Texas A&M Research: Clay Layers Exacerbate Arsenic Problems In Bangladesh

Groundwater is a precious resource worldwide, especially in communities where surface water is scarce or contaminated. Clay layers are widely thought to protect these valuable groundwater aquifers from above-ground pollutants and contaminants.

But new research recently published in Nature Communications has shown that in Bangladesh, clay layers that were thought to protect underlying aquifers from downward migration of naturally-occurring, high-arsenic water from shallow aquifers are actually making arsenic groundwater contamination worse.

“This study documents the long-term rise in arsenic concentrations in an aquifer lying below a clay layer,” said study co-author Peter Knappett, associate professor in the Department of Geology and Geophysics at Texas A&M University. “Above that clay layer is a shallow aquifer with high arsenic concentrations. This deeper of the two aquifers is a crucial source of safe drinking water for much of the rural population of Bangladesh.”
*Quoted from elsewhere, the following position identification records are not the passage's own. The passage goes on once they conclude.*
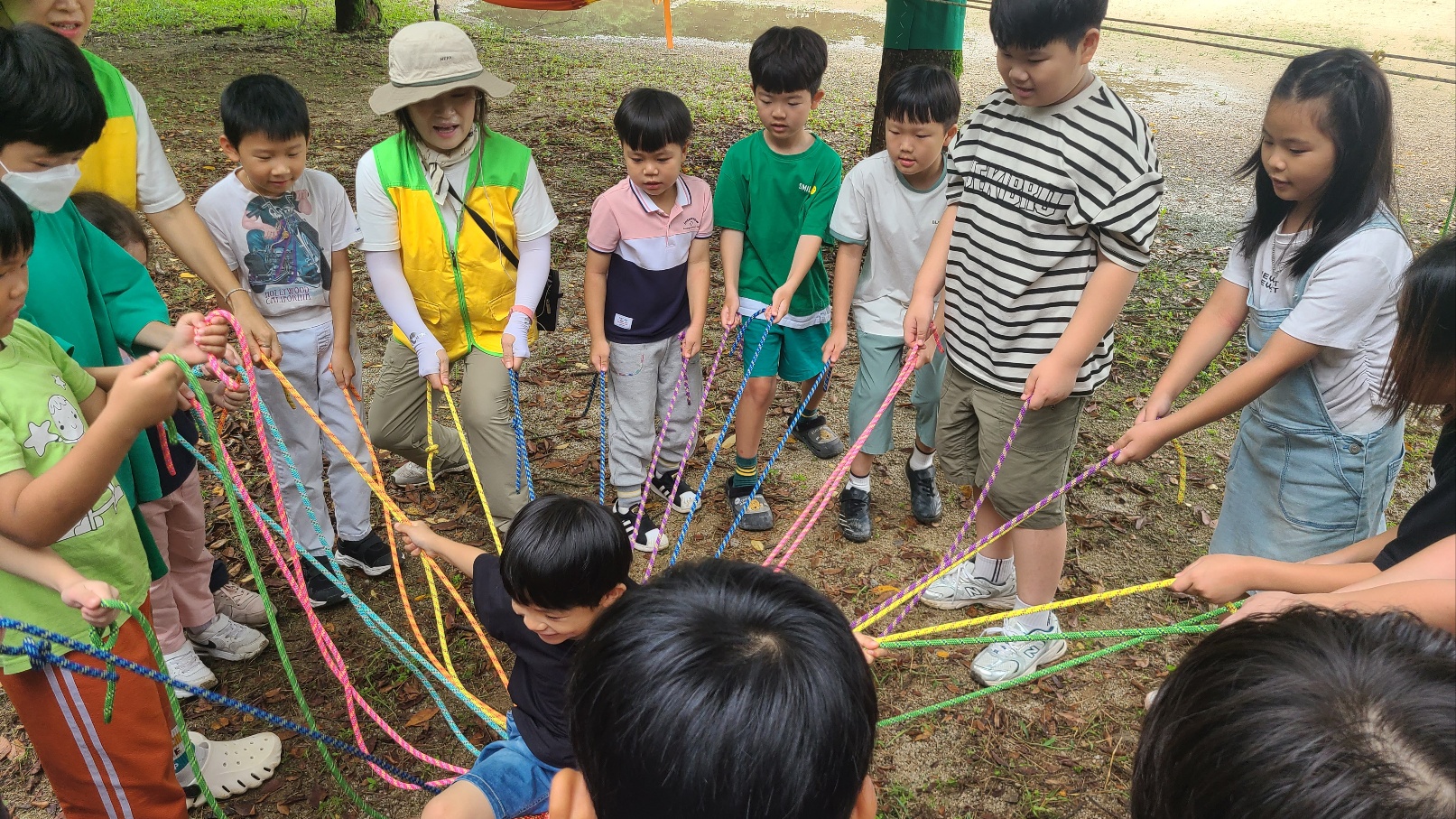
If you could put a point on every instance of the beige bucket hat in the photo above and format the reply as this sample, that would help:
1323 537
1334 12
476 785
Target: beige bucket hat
431 59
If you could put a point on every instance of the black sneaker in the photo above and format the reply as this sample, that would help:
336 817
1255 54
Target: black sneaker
368 554
854 515
814 433
322 592
925 498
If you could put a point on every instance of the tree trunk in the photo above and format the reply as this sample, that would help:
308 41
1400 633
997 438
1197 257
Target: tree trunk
916 33
356 14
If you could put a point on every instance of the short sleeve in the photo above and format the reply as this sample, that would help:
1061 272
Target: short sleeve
850 220
731 194
377 218
158 185
534 215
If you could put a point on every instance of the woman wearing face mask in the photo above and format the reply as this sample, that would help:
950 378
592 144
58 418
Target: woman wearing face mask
429 200
130 166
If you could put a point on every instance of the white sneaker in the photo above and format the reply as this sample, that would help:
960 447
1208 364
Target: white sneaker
1000 662
185 666
239 605
227 640
961 588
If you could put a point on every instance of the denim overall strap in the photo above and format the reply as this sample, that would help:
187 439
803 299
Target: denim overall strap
1297 486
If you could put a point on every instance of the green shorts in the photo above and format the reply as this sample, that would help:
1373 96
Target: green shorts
788 353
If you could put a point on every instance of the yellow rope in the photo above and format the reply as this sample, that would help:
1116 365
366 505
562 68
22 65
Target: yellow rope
1053 605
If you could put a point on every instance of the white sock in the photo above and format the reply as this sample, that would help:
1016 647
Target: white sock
922 460
1035 621
993 570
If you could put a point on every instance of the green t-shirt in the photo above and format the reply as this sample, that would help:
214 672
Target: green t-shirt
774 199
41 392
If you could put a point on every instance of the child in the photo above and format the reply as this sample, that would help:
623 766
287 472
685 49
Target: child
184 610
1311 712
774 200
63 434
891 201
1316 271
646 271
285 229
1054 192
565 562
760 704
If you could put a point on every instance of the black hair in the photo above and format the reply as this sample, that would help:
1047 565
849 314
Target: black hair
785 60
49 92
922 94
650 120
1358 116
762 703
16 226
1424 350
111 218
1034 23
263 106
1311 712
562 553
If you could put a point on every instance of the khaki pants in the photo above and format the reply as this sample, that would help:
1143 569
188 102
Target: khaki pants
398 414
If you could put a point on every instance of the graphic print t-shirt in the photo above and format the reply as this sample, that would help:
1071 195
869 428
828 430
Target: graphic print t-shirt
283 247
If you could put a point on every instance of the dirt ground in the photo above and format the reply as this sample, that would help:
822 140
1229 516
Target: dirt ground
1059 748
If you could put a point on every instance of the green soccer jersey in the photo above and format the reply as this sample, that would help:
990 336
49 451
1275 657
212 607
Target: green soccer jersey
774 199
41 392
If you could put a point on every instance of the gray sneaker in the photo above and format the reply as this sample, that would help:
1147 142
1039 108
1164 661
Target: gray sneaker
1000 662
756 513
960 588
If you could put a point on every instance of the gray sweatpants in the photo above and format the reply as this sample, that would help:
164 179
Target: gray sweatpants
641 388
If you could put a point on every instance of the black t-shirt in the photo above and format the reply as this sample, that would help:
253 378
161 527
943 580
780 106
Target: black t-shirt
539 679
1433 517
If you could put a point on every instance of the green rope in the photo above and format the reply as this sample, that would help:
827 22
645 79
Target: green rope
172 700
985 638
239 522
1047 671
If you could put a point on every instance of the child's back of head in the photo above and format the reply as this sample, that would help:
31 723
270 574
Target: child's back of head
759 702
1312 712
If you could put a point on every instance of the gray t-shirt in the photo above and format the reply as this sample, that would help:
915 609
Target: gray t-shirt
1347 309
876 207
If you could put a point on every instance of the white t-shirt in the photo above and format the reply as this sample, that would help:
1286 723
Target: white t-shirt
379 220
158 185
878 207
1349 309
283 248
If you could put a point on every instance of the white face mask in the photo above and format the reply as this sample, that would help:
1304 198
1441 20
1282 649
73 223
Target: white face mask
44 190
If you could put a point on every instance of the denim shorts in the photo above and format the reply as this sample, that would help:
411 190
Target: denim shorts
511 777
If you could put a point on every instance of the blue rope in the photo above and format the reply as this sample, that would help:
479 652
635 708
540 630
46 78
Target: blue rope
764 474
38 648
523 460
733 410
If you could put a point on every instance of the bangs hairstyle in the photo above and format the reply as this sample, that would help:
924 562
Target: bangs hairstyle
785 60
1035 23
562 553
263 106
111 218
1327 714
16 226
762 703
922 95
49 92
1424 350
1358 116
650 120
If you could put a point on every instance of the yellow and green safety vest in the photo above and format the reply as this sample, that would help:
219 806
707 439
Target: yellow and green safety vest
111 165
463 289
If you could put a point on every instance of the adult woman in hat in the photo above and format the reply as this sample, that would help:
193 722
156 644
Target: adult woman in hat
429 201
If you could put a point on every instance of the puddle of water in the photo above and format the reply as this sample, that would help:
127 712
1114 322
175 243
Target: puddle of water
708 19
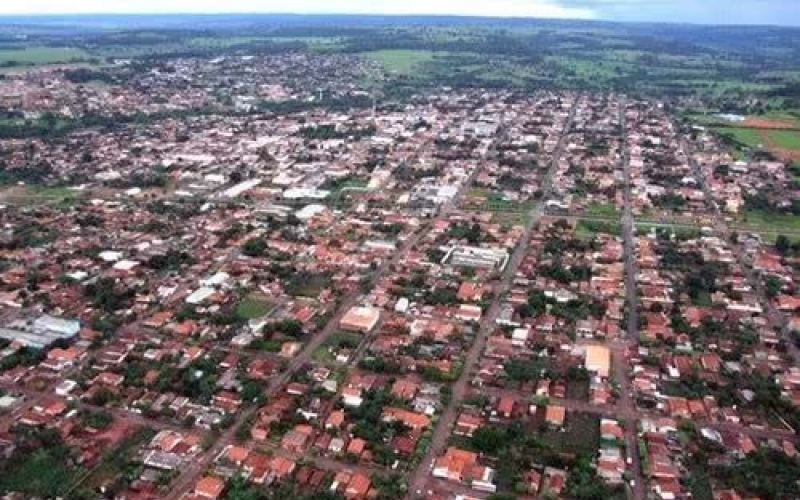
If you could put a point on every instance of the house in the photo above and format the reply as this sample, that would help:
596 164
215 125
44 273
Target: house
468 313
360 319
598 360
467 424
554 415
462 466
297 439
209 487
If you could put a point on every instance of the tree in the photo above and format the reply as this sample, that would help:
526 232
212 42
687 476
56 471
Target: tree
254 247
772 286
782 244
489 440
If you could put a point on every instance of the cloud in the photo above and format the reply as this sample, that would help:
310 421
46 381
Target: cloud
505 8
785 12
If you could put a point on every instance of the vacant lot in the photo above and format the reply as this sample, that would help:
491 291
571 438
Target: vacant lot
402 61
253 307
43 473
41 55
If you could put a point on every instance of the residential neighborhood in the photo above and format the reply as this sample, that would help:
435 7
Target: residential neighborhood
480 294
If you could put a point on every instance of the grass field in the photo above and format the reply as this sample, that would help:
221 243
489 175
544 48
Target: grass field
772 222
41 474
602 210
785 139
40 195
748 136
42 55
251 308
401 61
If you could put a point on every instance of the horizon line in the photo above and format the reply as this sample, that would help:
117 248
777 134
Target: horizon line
392 15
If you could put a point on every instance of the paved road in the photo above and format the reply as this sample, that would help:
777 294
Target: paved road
421 474
776 318
619 352
190 475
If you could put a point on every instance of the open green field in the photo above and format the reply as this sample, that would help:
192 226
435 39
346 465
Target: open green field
251 308
747 136
602 210
41 474
401 61
785 139
40 195
42 55
771 222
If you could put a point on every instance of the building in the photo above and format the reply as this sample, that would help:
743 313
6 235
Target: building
485 258
598 360
41 332
360 319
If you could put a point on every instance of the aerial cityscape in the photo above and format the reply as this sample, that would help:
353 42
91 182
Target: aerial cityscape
366 257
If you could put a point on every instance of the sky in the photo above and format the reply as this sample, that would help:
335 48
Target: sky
779 12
In explaining the rising arsenic concentrations, the research provides the most conclusive evidence to date that organic carbon from clay layers drives the release of arsenic from sediments in low-arsenic aquifers, Knappett said.

“This study adds to growing evidence that how much and where humans pump aquifers can influence the quality of the water that remains,” he said.

Dangerous Wells

Well water contaminated by arsenic in Bangladesh is a widespread public health crisis. There, an estimated 39 million people drink water naturally contaminated by this deadly element, which can silently attack a person’s organs over years or decades, leading to cancers, cardiovascular disease, diabetes, developmental and cognitive problems in children and death. An estimated 43,000 people die annually from arsenic-related illness in Bangladesh.

To alleviate this problem, many communities in Bangladesh no longer rely on shallow wells and instead drill deeper, more expensive, private or community wells, which are thought to produce safer water. And typically, confining clay layers protect groundwater aquifers against downward intrusion of such contaminants, lowering the risk of dangerous exposure levels.

But at their research site near the village of Baylakandi, east of Bangladesh’s capital Dhaka, Knappett and this research team found concerning results. Their analysis showed that an aquifer’s proximity to a confining clay layer that expels organic carbon as an indirect response to groundwater pumping drove the rising arsenic concentrations in the previously safe aquifer.

The team used a number of methods to determine the processes driving the observed increasing arsenic concentrations over time.

“Dozens of monitoring wells were installed and equipped with pressure transducers to monitor hydraulic heads over several years,” Knappett said. “And sediments and pore-waters recovered from the drilling of these wells underwent extensive chemical measurements to determine the source of the organic carbon driving the release of arsenic underlying the clay layer.”

Households Depending On Depressurized, Contaminated Aquifers

For local households on the outskirts of Dhaka that have been privately re-installing wells to access relatively shallow aquifers beneath the impermeable clay layer, the team’s findings were especially worrisome, Knappett said.

Over-pumping to meet Dhaka’s municipal water needs has resulted in water levels under Dhaka itself being almost 300 feet below what they would naturally be — resulting in a “cone of depression” in the aquifer below the city and exacerbating communities’ water insecurity.

With groundwater pumping from sedimentary aquifers expected to continue throughout the world, he said, more attention should be paid to the potential contamination of groundwater with arsenic by compacting clay layers.

The lead author of the research is Ivan Mihajlov, Department of Earth and Environmental Sciences at Columbia University. Co-authors are M. Rajib H. Mozumder, Benjamin Bostick, Martin Stute, Brian Mailloux, Peter Schlosser and Alexander van Geen of the Lamont-Doherty Earth Observatory at Columbia University; Knappett of the Department of Geology and Geophysics at Texas A&M University; and Imtiaz Choudhury and Kazi Matin Ahmed of the Department of Geology at Dhaka University.

The research was funded by in-part by the National Institute of Environmental Health Sciences and the National Science Foundation.